Del misérrimo nivel de las élites habíamos hablado el día anterior. Comentando las Coplas a la muerte de su padre, salió la cuestión del honor y una participante se preguntaba por su actualidad, cuando tenemos a un presidente de Gobierno que miente impunemente, sin ninguna consecuencia ni judicial ni electoral. Razón de más para caer, ay, qué remedio, en La rebelión de las masas.
Ortega se da cuenta, como muchos pensadores de primer nivel de su tiempo, de que la única manera de encauzar la invasión vertical de las masas que el siglo XX traía consigo era proponerles un ideal noble. Invitarles uno a uno al esfuerzo y a la selección. Lo que propuso el aforista polaco S. J. Lec: «Hay que popularizar el elitismo». Cualquier trabajador cualificado en aquello que hace de maravilla o cualquier profesor en lo que sabe o cualquier profesional concienzudo dejan de ser masa cuando se concentran en lo suyo. Vuelven a ser masa, sí, pero civilizada, cuando atienden y reconocen al que sabe en otras materias. Solamente son masa rebelada cuando las gentes no reconocen el saber, se regodean en su vulgaridad y se dan a la vida muelle exigiendo derechos y repudiando deberes.

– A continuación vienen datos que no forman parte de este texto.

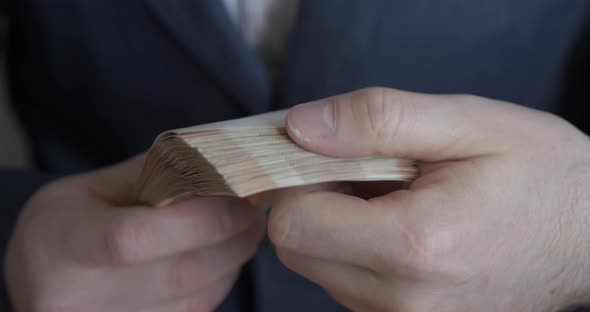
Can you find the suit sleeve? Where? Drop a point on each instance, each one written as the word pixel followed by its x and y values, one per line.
pixel 16 186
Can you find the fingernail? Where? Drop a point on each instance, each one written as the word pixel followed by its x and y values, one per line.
pixel 311 120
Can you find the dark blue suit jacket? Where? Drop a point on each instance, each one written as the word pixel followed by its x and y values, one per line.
pixel 94 82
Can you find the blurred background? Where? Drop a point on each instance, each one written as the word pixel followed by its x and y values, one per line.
pixel 13 148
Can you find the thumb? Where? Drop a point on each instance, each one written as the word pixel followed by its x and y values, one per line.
pixel 387 122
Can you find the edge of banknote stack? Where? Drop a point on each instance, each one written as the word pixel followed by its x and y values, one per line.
pixel 246 157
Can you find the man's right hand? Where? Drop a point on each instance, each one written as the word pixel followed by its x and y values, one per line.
pixel 83 244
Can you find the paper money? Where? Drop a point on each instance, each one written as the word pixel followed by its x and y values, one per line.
pixel 248 156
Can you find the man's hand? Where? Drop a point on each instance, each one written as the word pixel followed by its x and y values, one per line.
pixel 82 244
pixel 498 221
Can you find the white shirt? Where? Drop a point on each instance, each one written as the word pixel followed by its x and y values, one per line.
pixel 265 26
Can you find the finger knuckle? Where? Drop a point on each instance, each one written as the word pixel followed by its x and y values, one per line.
pixel 430 252
pixel 125 242
pixel 280 229
pixel 185 273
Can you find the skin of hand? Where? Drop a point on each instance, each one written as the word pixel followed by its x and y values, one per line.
pixel 84 244
pixel 499 219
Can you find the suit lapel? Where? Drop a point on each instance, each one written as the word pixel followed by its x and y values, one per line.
pixel 208 35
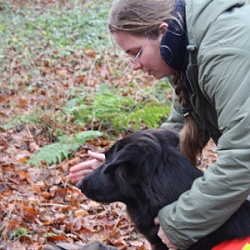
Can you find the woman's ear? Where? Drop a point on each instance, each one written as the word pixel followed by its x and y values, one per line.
pixel 162 28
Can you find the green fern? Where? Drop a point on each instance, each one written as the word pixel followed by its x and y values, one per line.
pixel 117 112
pixel 60 150
pixel 150 115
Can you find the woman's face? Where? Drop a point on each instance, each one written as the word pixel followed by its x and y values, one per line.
pixel 144 54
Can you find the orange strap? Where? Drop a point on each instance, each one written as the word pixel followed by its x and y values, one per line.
pixel 237 244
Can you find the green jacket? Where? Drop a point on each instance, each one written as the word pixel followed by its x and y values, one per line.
pixel 219 73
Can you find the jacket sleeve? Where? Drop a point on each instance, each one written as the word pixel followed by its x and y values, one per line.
pixel 224 78
pixel 175 120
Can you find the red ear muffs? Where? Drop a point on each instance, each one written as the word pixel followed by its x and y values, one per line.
pixel 237 244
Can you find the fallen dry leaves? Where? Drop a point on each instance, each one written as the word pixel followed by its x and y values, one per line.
pixel 39 205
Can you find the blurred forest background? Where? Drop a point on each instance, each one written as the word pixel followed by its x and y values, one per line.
pixel 66 88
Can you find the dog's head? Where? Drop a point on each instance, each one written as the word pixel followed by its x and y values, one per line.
pixel 137 167
pixel 146 171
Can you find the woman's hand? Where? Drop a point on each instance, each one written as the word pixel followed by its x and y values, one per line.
pixel 163 237
pixel 79 171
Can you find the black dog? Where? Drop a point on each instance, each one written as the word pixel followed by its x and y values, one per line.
pixel 146 172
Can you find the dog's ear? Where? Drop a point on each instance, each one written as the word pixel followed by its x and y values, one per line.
pixel 134 158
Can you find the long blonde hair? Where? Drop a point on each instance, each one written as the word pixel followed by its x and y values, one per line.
pixel 142 18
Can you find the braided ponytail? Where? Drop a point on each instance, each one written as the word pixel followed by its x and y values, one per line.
pixel 190 138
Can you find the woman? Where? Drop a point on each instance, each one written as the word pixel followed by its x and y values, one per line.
pixel 204 47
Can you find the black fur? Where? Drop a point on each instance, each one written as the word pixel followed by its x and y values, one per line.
pixel 146 172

Como sociedad, claramente, nos iría mejor con la propuesta de Ortega; pero tiene sus dificultades, que algunos participantes expusieron con admirable claridad de ideas. Primero, ¿para qué esforzarnos si tenemos una vida absolutamente confortable gracias al progreso técnico, al ocio generalizado y a las ayudas públicas? En segundo lugar: para el ser humano, la necesidad social de pertenencia al grupo es mucho más importante que la autoestima. ¿Quién querría, con gran esfuerzo, separarse de su pandilla o de su clase o de su comunidad?
Como el coste social, político y personal de la rebelión de las masas es tan grande, nos tendríamos que preguntar cómo desarticular los dos inhibidores del afán de excelencia, que también es innato en los seres humanos. Se ven enseguida dos actitudes que transmitir. La primera es recordar que el alma tiene aspiraciones más altas y más naturales que las materiales. El consumismo produce ceguera. La oftalmología espiritual ha de ser la primera especialidad, hoy por hoy, del profesor.

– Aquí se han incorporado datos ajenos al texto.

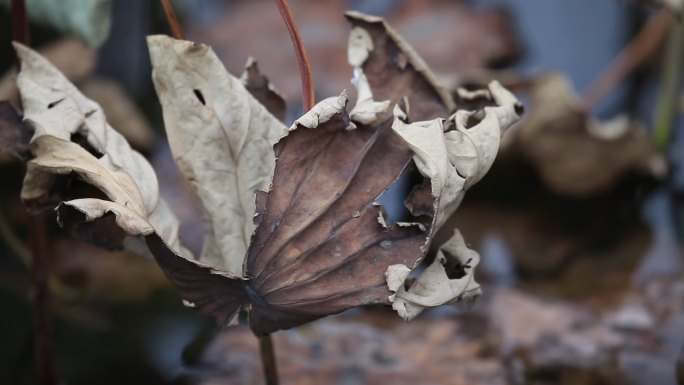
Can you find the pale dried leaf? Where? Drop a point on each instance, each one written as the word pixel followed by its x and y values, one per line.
pixel 70 55
pixel 57 111
pixel 121 111
pixel 458 158
pixel 221 138
pixel 453 159
pixel 449 278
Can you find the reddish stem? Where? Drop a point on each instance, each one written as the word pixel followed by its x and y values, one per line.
pixel 308 98
pixel 176 29
pixel 45 361
pixel 40 295
pixel 629 58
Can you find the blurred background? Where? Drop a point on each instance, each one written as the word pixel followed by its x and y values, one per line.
pixel 579 223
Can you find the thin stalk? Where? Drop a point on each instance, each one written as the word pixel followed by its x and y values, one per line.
pixel 308 98
pixel 37 237
pixel 20 28
pixel 669 85
pixel 638 49
pixel 268 359
pixel 176 29
pixel 45 360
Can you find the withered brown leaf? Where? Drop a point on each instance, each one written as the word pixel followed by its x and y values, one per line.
pixel 322 243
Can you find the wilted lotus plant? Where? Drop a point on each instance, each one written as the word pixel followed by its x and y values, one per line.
pixel 295 230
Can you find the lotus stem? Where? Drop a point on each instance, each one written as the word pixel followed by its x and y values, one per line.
pixel 268 359
pixel 176 30
pixel 669 85
pixel 308 98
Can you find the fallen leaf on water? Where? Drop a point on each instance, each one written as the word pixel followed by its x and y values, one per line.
pixel 565 144
pixel 221 139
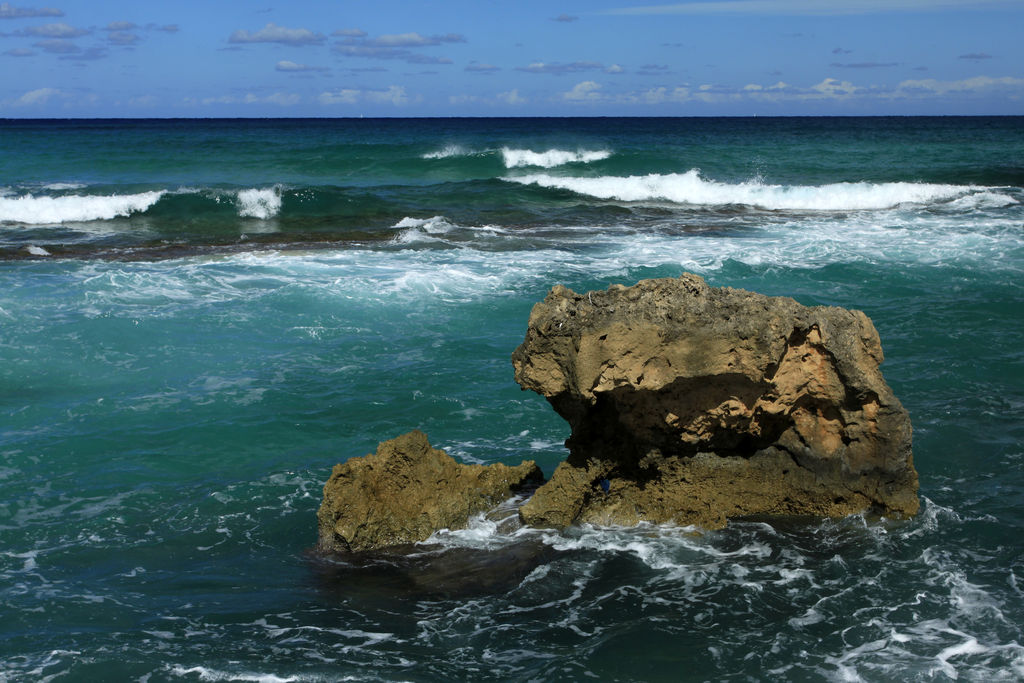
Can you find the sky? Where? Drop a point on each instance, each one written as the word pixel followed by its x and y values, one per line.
pixel 65 58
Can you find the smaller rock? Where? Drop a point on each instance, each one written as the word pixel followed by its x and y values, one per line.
pixel 407 491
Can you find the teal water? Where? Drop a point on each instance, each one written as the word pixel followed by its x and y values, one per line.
pixel 198 318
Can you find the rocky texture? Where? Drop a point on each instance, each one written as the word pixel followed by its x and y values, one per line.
pixel 406 492
pixel 692 404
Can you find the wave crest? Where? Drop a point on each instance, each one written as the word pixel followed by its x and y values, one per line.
pixel 690 188
pixel 73 208
pixel 260 203
pixel 551 158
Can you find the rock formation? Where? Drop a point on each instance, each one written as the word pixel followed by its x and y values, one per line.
pixel 406 492
pixel 692 404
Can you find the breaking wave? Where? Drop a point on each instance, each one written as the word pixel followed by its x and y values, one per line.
pixel 73 208
pixel 259 203
pixel 690 188
pixel 551 158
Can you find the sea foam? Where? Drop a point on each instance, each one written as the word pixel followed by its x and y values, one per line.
pixel 551 158
pixel 260 203
pixel 448 152
pixel 73 208
pixel 690 188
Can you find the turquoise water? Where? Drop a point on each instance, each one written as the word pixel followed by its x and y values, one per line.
pixel 198 318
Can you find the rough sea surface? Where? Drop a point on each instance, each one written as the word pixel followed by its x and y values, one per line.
pixel 199 318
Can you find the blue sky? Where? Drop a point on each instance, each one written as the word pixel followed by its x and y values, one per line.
pixel 485 57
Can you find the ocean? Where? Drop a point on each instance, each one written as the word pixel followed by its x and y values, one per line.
pixel 200 317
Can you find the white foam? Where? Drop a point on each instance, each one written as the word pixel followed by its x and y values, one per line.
pixel 206 674
pixel 551 158
pixel 984 200
pixel 446 152
pixel 64 185
pixel 692 189
pixel 260 203
pixel 73 208
pixel 435 225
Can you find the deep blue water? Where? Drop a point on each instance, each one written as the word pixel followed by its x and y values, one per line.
pixel 198 318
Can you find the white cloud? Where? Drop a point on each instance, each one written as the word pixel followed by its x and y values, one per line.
pixel 53 31
pixel 412 40
pixel 8 11
pixel 343 96
pixel 809 7
pixel 584 91
pixel 465 99
pixel 558 68
pixel 280 98
pixel 978 85
pixel 511 97
pixel 394 94
pixel 272 33
pixel 57 46
pixel 38 96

Si uno consigue que vean mejor, todavía no ha acabado el trabajo. Queda la segunda dificultad. En realidad, la excelencia de uno lo aleja de la comunidad porque ya no sabemos admirar. El problema no es el mérito, sino la envidia. O el resentimiento. Cuando un grupo o un pueblo o una sociedad aplaude a un miembro excelente o destacado, se cohesiona más. La admiración no es un juego de suma cero, sino un círculo virtuoso. El admirado admirará más fácilmente a otro por lo que ése hace bien y después a otro y así a todos. Como explicaba Ortega, cada cual está llamado a ser élite de su vocación y oficio, y los demás a reconocérselo. Cuando Nicolás Gómez Dávila escribió: «Negarse a admirar es la marca de la bestia» estaba siendo más profundo de lo que parecía. Sin admiración, la comunidad se condena a ser un enjambre amorfo donde todos se envidian y rebajan unos a otros. Un infierno.
Empieza el curso y los profesores de todos los niveles, además de nuestros programas, tenemos una doble misión: más allá de la utilidad, la comodidad y el rendimiento, están la belleza y la verdad; y la admiración es una de las tres vías naturales de relacionarse con el prójimo, junto con la amistad o el amor.